Gold Coins in the Wall
By Scott D. Zachary
Copyright 2003
A week and a half ago, my wife, Bobbie, and I participated in an auction where a farm was sold off in sections to the public. The offering totaled 155 acres, surveyed into eight tracts. I had my eye on the largest tract, measuring forty-one acres. I wanted to build our house on the crest of a large hill in the middle of that acreage. From there, you can see the water tower in Santa Claus, Indiana—nearly fifty miles away. What a view! We ended up buying that tract as well as an adjoining six-acre tract. There’s one access road from the main highway that winds into our land. Along that road is an old, dilapidated house, built during the early part of the last century.

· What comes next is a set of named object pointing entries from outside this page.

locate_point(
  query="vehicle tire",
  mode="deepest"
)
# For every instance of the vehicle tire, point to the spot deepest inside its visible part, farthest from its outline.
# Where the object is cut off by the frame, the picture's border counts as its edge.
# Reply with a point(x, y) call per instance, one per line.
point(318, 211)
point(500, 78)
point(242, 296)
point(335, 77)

While exploring our newly-purchased homestead last week, Bobbie expressed a juvenile-like excitement about the possibility that there might be valuables hidden away behind the bricks of the two fireplaces in that old house. She told me it was common during and after the Great Depression for people to hide away small fortunes. She explained that after "The Crash," they had little confidence in the banks. I inwardly scoffed. During this last week, several of Bobbie’s co-workers expressed identical interest in hidden treasures. Inquisitive, I asked an old farmer across the road about the history behind the old house. My question drained his rosy face of its color. "Be careful!" he boomed. I asked him what he meant by that, but he wouldn’t expound. He just turned and walked away. The previous owners had said Uncle Dan was the last to live there. They said he disappeared, and nobody ever found his body.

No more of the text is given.